Ohne Rechtsfehler nimmt das Berufungsgericht deshalb an, daß übergangsfähige Schadensersatzansprüche im Blick auf die Mitgliedschaft des V. zur gesetzlichen Krankenversicherung nicht entstanden sind, weil die Beitragsfreiheit (§ 383 Abs. 1 RVO) für V. keine Schlechterstellung in dieser Versicherung bedeutet hat.

Insoweit belastet die Beitragsfreistellung nur die Klägerin; wegen dieser sie als "mittelbar Geschädigte" treffenden Belastung kann sie keinen Rückgriff bei den Beklagten nehmen (vgl. Senatsurteil vom 21. Oktober 1969 - VI ZR 67/68 = VersR 1970, 40, 41).

c)

Nicht näher auseinandergesetzt hat sich das Berufungsgericht mit der im übrigen auch von der Klägerin in den Tatsacheninstanzen nicht weiter verfolgten Frage, ob V. als Folge der beitraglosen Ausfallzeit Nachteilen in der gesetzlichen Rentenversicherung ausgesetzt ist und deshalb von den Beklagten die Mittel zur Überbrückung des Ausfalls durch eine freiwillige Weiterversicherung verlangen konnte (vgl. dazu zuletzt Senatsurteile vom 18. Oktober 1977 - VI ZR 21/76 = BGHZ 69, 347 und vom 25. Oktober 1977 - VI ZR 150/75 = VersR 1977, 1158 m.w. Nachw.). Jedoch beanstandet die Revision auch das ohne Erfolg. Denn selbst wenn V. solche Ersatzansprüche erworben hätte, könnte die Klägerin auf sie für ihren Regreß nach § 1542 RVO nicht zugreifen.
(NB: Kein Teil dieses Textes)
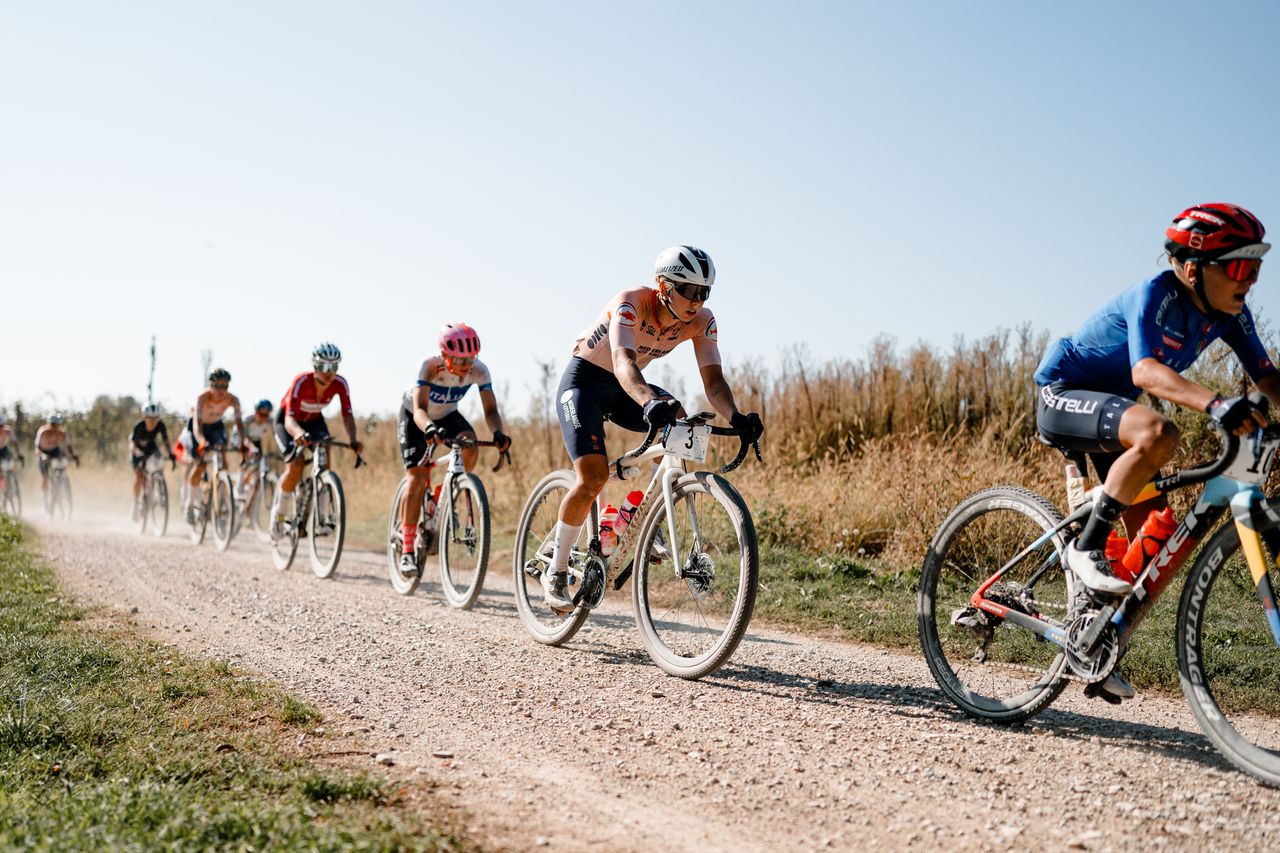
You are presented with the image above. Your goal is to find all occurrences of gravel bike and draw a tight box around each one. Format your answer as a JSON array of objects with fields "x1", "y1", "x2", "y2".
[
  {"x1": 237, "y1": 448, "x2": 282, "y2": 543},
  {"x1": 919, "y1": 411, "x2": 1280, "y2": 786},
  {"x1": 133, "y1": 453, "x2": 170, "y2": 537},
  {"x1": 1, "y1": 456, "x2": 22, "y2": 517},
  {"x1": 513, "y1": 414, "x2": 761, "y2": 679},
  {"x1": 271, "y1": 438, "x2": 364, "y2": 577},
  {"x1": 183, "y1": 444, "x2": 240, "y2": 550},
  {"x1": 43, "y1": 456, "x2": 73, "y2": 520},
  {"x1": 386, "y1": 433, "x2": 510, "y2": 605}
]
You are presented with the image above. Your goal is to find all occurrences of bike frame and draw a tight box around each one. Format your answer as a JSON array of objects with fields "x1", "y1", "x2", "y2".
[{"x1": 969, "y1": 429, "x2": 1280, "y2": 652}]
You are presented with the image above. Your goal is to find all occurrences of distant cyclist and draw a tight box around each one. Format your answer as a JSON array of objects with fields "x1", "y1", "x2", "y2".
[
  {"x1": 238, "y1": 398, "x2": 275, "y2": 459},
  {"x1": 34, "y1": 412, "x2": 80, "y2": 499},
  {"x1": 269, "y1": 343, "x2": 363, "y2": 538},
  {"x1": 128, "y1": 403, "x2": 173, "y2": 515},
  {"x1": 1034, "y1": 203, "x2": 1278, "y2": 701},
  {"x1": 178, "y1": 368, "x2": 246, "y2": 522},
  {"x1": 0, "y1": 414, "x2": 25, "y2": 493},
  {"x1": 395, "y1": 323, "x2": 512, "y2": 577},
  {"x1": 542, "y1": 245, "x2": 764, "y2": 610}
]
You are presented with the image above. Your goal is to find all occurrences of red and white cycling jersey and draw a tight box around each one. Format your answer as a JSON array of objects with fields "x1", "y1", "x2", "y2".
[
  {"x1": 572, "y1": 287, "x2": 721, "y2": 373},
  {"x1": 281, "y1": 372, "x2": 353, "y2": 423}
]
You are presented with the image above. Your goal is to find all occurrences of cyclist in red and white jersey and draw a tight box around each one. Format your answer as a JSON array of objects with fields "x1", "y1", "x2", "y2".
[
  {"x1": 395, "y1": 323, "x2": 512, "y2": 577},
  {"x1": 269, "y1": 342, "x2": 363, "y2": 537},
  {"x1": 542, "y1": 245, "x2": 764, "y2": 610}
]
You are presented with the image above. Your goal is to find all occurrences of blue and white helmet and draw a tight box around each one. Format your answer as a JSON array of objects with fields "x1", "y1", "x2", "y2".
[{"x1": 653, "y1": 245, "x2": 716, "y2": 289}]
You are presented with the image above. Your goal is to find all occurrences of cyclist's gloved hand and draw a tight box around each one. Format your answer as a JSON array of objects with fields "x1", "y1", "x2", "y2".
[
  {"x1": 294, "y1": 434, "x2": 312, "y2": 448},
  {"x1": 493, "y1": 430, "x2": 512, "y2": 452},
  {"x1": 1207, "y1": 395, "x2": 1266, "y2": 433},
  {"x1": 350, "y1": 440, "x2": 364, "y2": 455},
  {"x1": 730, "y1": 411, "x2": 765, "y2": 444},
  {"x1": 643, "y1": 398, "x2": 681, "y2": 429}
]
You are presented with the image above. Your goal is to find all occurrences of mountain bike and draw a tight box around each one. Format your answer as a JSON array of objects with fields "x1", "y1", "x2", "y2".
[
  {"x1": 237, "y1": 448, "x2": 282, "y2": 543},
  {"x1": 134, "y1": 453, "x2": 169, "y2": 537},
  {"x1": 386, "y1": 434, "x2": 510, "y2": 606},
  {"x1": 44, "y1": 456, "x2": 73, "y2": 520},
  {"x1": 919, "y1": 412, "x2": 1280, "y2": 786},
  {"x1": 184, "y1": 444, "x2": 240, "y2": 550},
  {"x1": 1, "y1": 456, "x2": 22, "y2": 517},
  {"x1": 513, "y1": 414, "x2": 762, "y2": 679},
  {"x1": 270, "y1": 438, "x2": 364, "y2": 577}
]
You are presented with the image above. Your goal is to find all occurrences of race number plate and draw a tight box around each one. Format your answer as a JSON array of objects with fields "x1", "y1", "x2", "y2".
[
  {"x1": 662, "y1": 424, "x2": 711, "y2": 463},
  {"x1": 1221, "y1": 434, "x2": 1280, "y2": 485}
]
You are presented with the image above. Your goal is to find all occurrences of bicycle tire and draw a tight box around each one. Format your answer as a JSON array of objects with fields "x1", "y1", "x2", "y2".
[
  {"x1": 188, "y1": 477, "x2": 209, "y2": 545},
  {"x1": 253, "y1": 472, "x2": 278, "y2": 543},
  {"x1": 632, "y1": 472, "x2": 759, "y2": 679},
  {"x1": 512, "y1": 469, "x2": 592, "y2": 646},
  {"x1": 309, "y1": 470, "x2": 346, "y2": 578},
  {"x1": 387, "y1": 478, "x2": 425, "y2": 595},
  {"x1": 1177, "y1": 521, "x2": 1280, "y2": 786},
  {"x1": 149, "y1": 473, "x2": 168, "y2": 538},
  {"x1": 439, "y1": 473, "x2": 491, "y2": 610},
  {"x1": 2, "y1": 474, "x2": 19, "y2": 517},
  {"x1": 918, "y1": 486, "x2": 1073, "y2": 723},
  {"x1": 212, "y1": 471, "x2": 237, "y2": 552}
]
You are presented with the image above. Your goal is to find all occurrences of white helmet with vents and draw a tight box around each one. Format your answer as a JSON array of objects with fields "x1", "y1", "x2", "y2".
[{"x1": 653, "y1": 245, "x2": 716, "y2": 289}]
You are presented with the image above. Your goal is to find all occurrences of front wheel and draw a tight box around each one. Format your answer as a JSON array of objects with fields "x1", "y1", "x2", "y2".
[
  {"x1": 1177, "y1": 522, "x2": 1280, "y2": 786},
  {"x1": 148, "y1": 473, "x2": 169, "y2": 538},
  {"x1": 917, "y1": 486, "x2": 1073, "y2": 724},
  {"x1": 188, "y1": 477, "x2": 209, "y2": 545},
  {"x1": 2, "y1": 474, "x2": 20, "y2": 518},
  {"x1": 309, "y1": 471, "x2": 346, "y2": 578},
  {"x1": 439, "y1": 473, "x2": 491, "y2": 610},
  {"x1": 632, "y1": 473, "x2": 759, "y2": 679},
  {"x1": 512, "y1": 470, "x2": 592, "y2": 646},
  {"x1": 50, "y1": 473, "x2": 72, "y2": 521},
  {"x1": 211, "y1": 472, "x2": 237, "y2": 552}
]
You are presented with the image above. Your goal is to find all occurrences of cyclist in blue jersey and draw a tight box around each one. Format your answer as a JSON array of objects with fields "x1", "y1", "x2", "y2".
[{"x1": 1035, "y1": 203, "x2": 1278, "y2": 700}]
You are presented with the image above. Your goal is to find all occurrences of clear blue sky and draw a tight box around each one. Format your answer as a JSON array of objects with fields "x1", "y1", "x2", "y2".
[{"x1": 3, "y1": 1, "x2": 1279, "y2": 420}]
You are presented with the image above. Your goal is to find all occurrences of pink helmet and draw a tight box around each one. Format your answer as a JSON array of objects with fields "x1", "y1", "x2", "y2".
[{"x1": 439, "y1": 323, "x2": 480, "y2": 358}]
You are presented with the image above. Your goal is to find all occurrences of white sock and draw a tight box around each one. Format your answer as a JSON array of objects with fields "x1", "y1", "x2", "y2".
[{"x1": 550, "y1": 521, "x2": 583, "y2": 573}]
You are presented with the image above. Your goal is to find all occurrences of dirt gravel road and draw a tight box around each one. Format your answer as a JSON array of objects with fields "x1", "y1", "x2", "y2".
[{"x1": 30, "y1": 510, "x2": 1280, "y2": 852}]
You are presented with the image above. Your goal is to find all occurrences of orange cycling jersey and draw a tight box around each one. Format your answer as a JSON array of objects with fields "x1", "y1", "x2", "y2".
[
  {"x1": 281, "y1": 372, "x2": 353, "y2": 423},
  {"x1": 572, "y1": 286, "x2": 721, "y2": 372}
]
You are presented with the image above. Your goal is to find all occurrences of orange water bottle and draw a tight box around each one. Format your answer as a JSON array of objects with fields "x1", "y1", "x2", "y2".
[
  {"x1": 1105, "y1": 531, "x2": 1129, "y2": 576},
  {"x1": 599, "y1": 504, "x2": 619, "y2": 556},
  {"x1": 1120, "y1": 508, "x2": 1178, "y2": 583}
]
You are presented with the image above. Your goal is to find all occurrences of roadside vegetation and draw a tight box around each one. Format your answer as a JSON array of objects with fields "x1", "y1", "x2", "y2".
[{"x1": 0, "y1": 516, "x2": 468, "y2": 851}]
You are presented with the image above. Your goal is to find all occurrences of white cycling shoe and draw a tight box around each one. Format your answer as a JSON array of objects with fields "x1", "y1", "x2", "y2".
[
  {"x1": 397, "y1": 552, "x2": 419, "y2": 578},
  {"x1": 542, "y1": 571, "x2": 575, "y2": 612},
  {"x1": 1065, "y1": 543, "x2": 1133, "y2": 596}
]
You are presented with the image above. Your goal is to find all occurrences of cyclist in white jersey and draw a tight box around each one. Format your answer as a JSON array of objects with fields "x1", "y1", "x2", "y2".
[
  {"x1": 543, "y1": 246, "x2": 764, "y2": 609},
  {"x1": 395, "y1": 323, "x2": 511, "y2": 577}
]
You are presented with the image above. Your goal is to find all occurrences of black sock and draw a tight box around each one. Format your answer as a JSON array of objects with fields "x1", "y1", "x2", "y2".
[{"x1": 1078, "y1": 491, "x2": 1127, "y2": 552}]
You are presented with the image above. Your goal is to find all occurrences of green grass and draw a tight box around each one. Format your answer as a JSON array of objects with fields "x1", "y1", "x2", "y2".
[{"x1": 0, "y1": 517, "x2": 469, "y2": 852}]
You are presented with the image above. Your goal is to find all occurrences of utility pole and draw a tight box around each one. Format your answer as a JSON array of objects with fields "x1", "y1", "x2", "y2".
[
  {"x1": 147, "y1": 335, "x2": 157, "y2": 406},
  {"x1": 201, "y1": 349, "x2": 212, "y2": 385}
]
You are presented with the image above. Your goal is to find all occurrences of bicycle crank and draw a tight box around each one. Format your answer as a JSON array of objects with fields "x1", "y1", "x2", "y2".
[{"x1": 1064, "y1": 606, "x2": 1119, "y2": 684}]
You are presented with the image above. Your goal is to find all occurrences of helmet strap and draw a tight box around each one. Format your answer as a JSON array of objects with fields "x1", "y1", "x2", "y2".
[
  {"x1": 655, "y1": 279, "x2": 680, "y2": 323},
  {"x1": 1188, "y1": 259, "x2": 1230, "y2": 321}
]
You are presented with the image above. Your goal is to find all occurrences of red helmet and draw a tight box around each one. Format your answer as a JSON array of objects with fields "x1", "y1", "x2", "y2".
[
  {"x1": 1164, "y1": 203, "x2": 1269, "y2": 261},
  {"x1": 439, "y1": 323, "x2": 480, "y2": 358}
]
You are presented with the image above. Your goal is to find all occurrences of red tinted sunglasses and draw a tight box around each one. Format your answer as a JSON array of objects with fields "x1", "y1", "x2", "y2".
[{"x1": 1216, "y1": 258, "x2": 1263, "y2": 283}]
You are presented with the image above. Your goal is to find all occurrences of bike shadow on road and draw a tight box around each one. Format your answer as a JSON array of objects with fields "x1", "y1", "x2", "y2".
[{"x1": 699, "y1": 663, "x2": 1238, "y2": 774}]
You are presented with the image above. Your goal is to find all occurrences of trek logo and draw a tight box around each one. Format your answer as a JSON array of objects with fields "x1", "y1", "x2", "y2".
[
  {"x1": 616, "y1": 302, "x2": 638, "y2": 328},
  {"x1": 559, "y1": 389, "x2": 581, "y2": 428},
  {"x1": 1040, "y1": 386, "x2": 1097, "y2": 415}
]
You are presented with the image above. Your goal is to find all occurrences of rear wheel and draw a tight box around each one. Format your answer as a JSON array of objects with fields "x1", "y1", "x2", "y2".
[
  {"x1": 439, "y1": 473, "x2": 491, "y2": 610},
  {"x1": 309, "y1": 471, "x2": 346, "y2": 578},
  {"x1": 917, "y1": 486, "x2": 1072, "y2": 723},
  {"x1": 188, "y1": 476, "x2": 209, "y2": 545},
  {"x1": 252, "y1": 472, "x2": 278, "y2": 542},
  {"x1": 512, "y1": 470, "x2": 592, "y2": 646},
  {"x1": 211, "y1": 471, "x2": 237, "y2": 551},
  {"x1": 2, "y1": 472, "x2": 20, "y2": 517},
  {"x1": 632, "y1": 473, "x2": 759, "y2": 679},
  {"x1": 148, "y1": 473, "x2": 168, "y2": 537},
  {"x1": 1177, "y1": 522, "x2": 1280, "y2": 786}
]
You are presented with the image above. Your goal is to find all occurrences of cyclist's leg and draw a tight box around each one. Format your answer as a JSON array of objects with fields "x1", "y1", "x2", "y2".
[
  {"x1": 398, "y1": 402, "x2": 432, "y2": 555},
  {"x1": 132, "y1": 456, "x2": 146, "y2": 499}
]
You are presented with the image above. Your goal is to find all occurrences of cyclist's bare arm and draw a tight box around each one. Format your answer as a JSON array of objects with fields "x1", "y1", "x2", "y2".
[
  {"x1": 284, "y1": 412, "x2": 306, "y2": 442},
  {"x1": 228, "y1": 395, "x2": 245, "y2": 440},
  {"x1": 698, "y1": 363, "x2": 743, "y2": 423},
  {"x1": 411, "y1": 386, "x2": 433, "y2": 433},
  {"x1": 1132, "y1": 357, "x2": 1267, "y2": 429},
  {"x1": 341, "y1": 412, "x2": 359, "y2": 446},
  {"x1": 479, "y1": 387, "x2": 505, "y2": 435},
  {"x1": 612, "y1": 347, "x2": 662, "y2": 406}
]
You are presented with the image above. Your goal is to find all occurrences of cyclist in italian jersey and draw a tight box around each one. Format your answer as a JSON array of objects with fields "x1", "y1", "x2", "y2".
[
  {"x1": 1034, "y1": 202, "x2": 1277, "y2": 701},
  {"x1": 178, "y1": 368, "x2": 246, "y2": 522},
  {"x1": 0, "y1": 414, "x2": 24, "y2": 496},
  {"x1": 34, "y1": 413, "x2": 79, "y2": 500},
  {"x1": 269, "y1": 342, "x2": 363, "y2": 537},
  {"x1": 128, "y1": 403, "x2": 173, "y2": 515},
  {"x1": 395, "y1": 323, "x2": 512, "y2": 577},
  {"x1": 542, "y1": 245, "x2": 764, "y2": 610}
]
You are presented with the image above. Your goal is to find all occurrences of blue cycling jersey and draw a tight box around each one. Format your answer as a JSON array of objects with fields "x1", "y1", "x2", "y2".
[{"x1": 1034, "y1": 271, "x2": 1276, "y2": 399}]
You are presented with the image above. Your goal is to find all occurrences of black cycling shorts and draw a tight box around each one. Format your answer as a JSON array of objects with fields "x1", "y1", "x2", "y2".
[
  {"x1": 1036, "y1": 384, "x2": 1139, "y2": 480},
  {"x1": 131, "y1": 447, "x2": 159, "y2": 470},
  {"x1": 273, "y1": 409, "x2": 332, "y2": 461},
  {"x1": 556, "y1": 356, "x2": 670, "y2": 461},
  {"x1": 181, "y1": 419, "x2": 227, "y2": 458},
  {"x1": 37, "y1": 446, "x2": 63, "y2": 476},
  {"x1": 397, "y1": 395, "x2": 475, "y2": 470}
]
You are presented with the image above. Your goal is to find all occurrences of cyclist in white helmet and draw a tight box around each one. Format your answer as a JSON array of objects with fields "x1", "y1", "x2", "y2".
[
  {"x1": 128, "y1": 403, "x2": 173, "y2": 517},
  {"x1": 395, "y1": 323, "x2": 512, "y2": 577},
  {"x1": 543, "y1": 245, "x2": 764, "y2": 609}
]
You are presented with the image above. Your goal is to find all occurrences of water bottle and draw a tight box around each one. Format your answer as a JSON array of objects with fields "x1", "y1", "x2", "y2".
[
  {"x1": 1104, "y1": 531, "x2": 1129, "y2": 575},
  {"x1": 1064, "y1": 463, "x2": 1088, "y2": 511},
  {"x1": 599, "y1": 504, "x2": 619, "y2": 556},
  {"x1": 616, "y1": 490, "x2": 644, "y2": 534},
  {"x1": 1120, "y1": 507, "x2": 1178, "y2": 583}
]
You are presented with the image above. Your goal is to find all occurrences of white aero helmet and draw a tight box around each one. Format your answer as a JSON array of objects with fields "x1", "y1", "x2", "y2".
[
  {"x1": 654, "y1": 245, "x2": 716, "y2": 289},
  {"x1": 143, "y1": 403, "x2": 162, "y2": 417}
]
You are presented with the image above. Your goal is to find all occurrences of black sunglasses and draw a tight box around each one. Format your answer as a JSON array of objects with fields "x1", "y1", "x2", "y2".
[{"x1": 671, "y1": 281, "x2": 711, "y2": 303}]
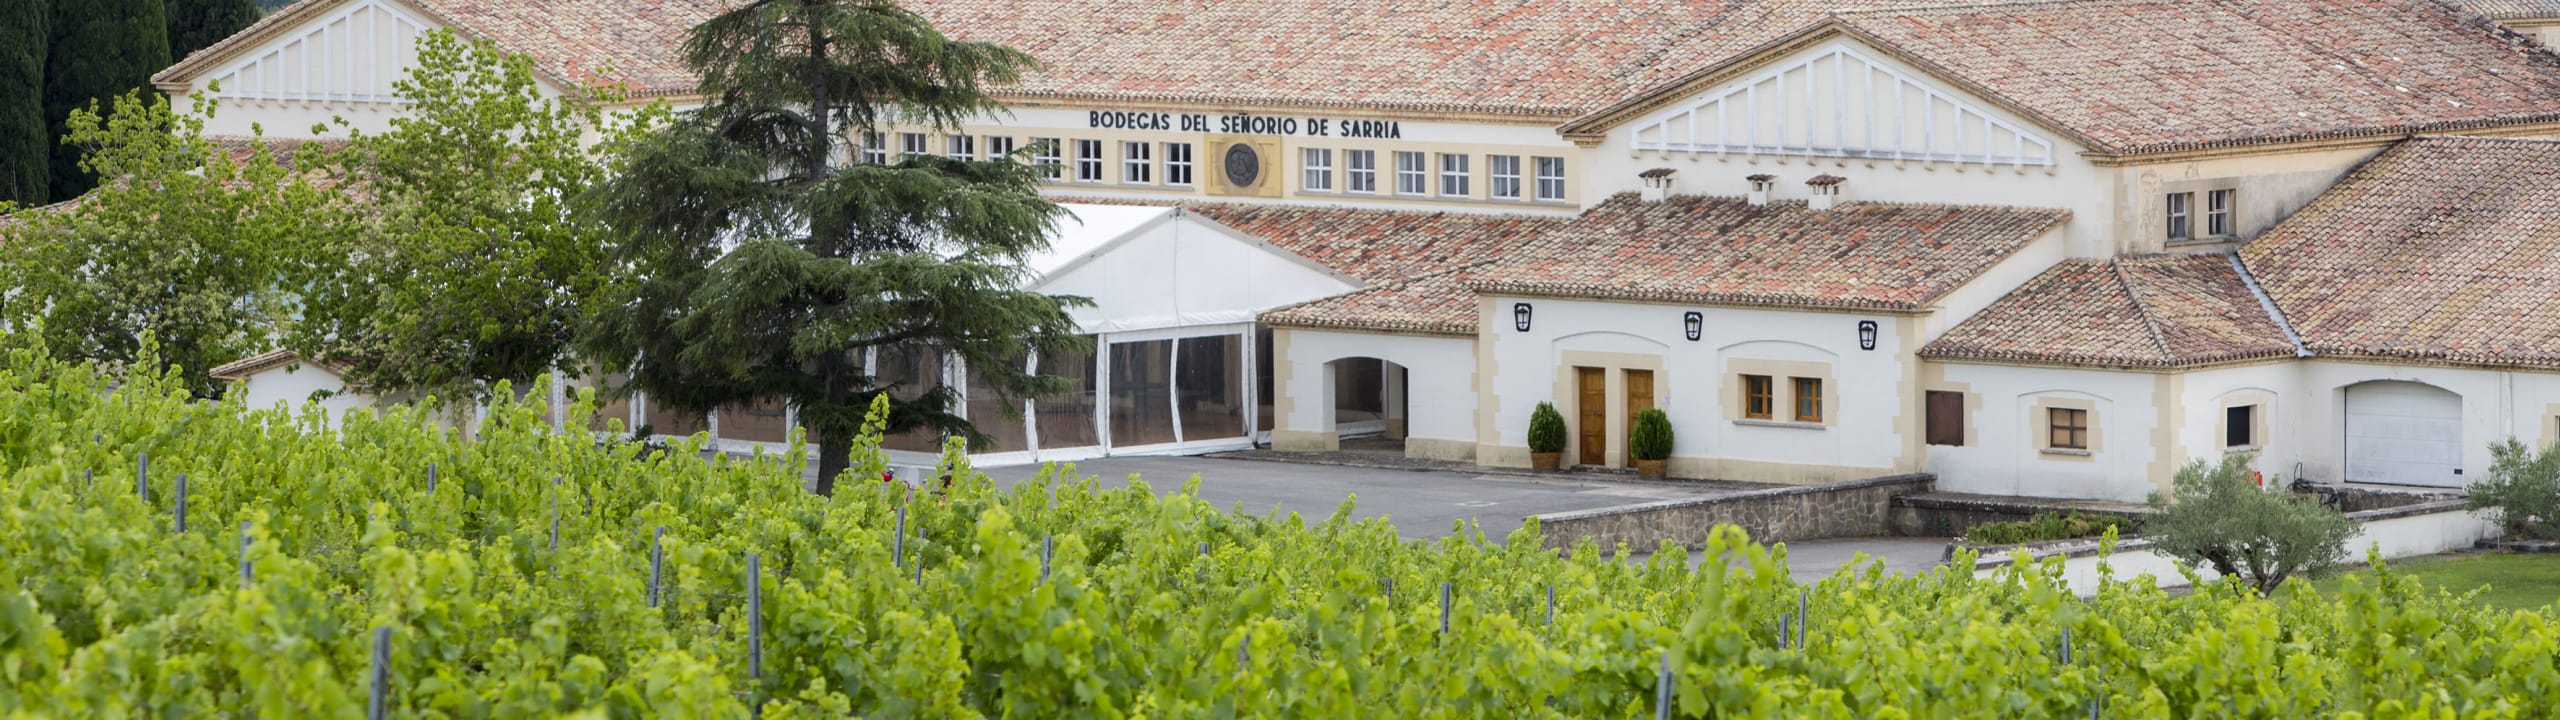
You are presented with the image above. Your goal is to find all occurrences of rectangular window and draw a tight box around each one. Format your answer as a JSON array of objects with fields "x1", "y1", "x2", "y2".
[
  {"x1": 945, "y1": 134, "x2": 975, "y2": 161},
  {"x1": 1121, "y1": 141, "x2": 1153, "y2": 184},
  {"x1": 1792, "y1": 377, "x2": 1824, "y2": 423},
  {"x1": 1439, "y1": 153, "x2": 1470, "y2": 197},
  {"x1": 1534, "y1": 156, "x2": 1567, "y2": 201},
  {"x1": 2226, "y1": 405, "x2": 2256, "y2": 448},
  {"x1": 2050, "y1": 408, "x2": 2089, "y2": 450},
  {"x1": 1394, "y1": 151, "x2": 1428, "y2": 195},
  {"x1": 1164, "y1": 142, "x2": 1194, "y2": 186},
  {"x1": 2207, "y1": 189, "x2": 2234, "y2": 237},
  {"x1": 2166, "y1": 191, "x2": 2193, "y2": 241},
  {"x1": 1347, "y1": 149, "x2": 1377, "y2": 193},
  {"x1": 1074, "y1": 139, "x2": 1105, "y2": 182},
  {"x1": 1031, "y1": 137, "x2": 1063, "y2": 179},
  {"x1": 986, "y1": 136, "x2": 1016, "y2": 162},
  {"x1": 1926, "y1": 390, "x2": 1965, "y2": 446},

Insoweit fehlt es an dem inneren Zusammenhang ihrer Versicherungsleistungen zu dem von dem Schädiger zu ersetzenden Schaden, der für den Rückgriff nach § 1542 RVO vorauszusetzen ist (Senatsurteile vom 20. März 1973 - VI ZR 19/72 = VersR 1973, 566 und vom 10. April 1979 - VI ZR 268/76 = VersR 1979, 640, jeweils mit w.Nachw.; ferner auch Senatsurteil vom 25. Oktober 1977 = aaO).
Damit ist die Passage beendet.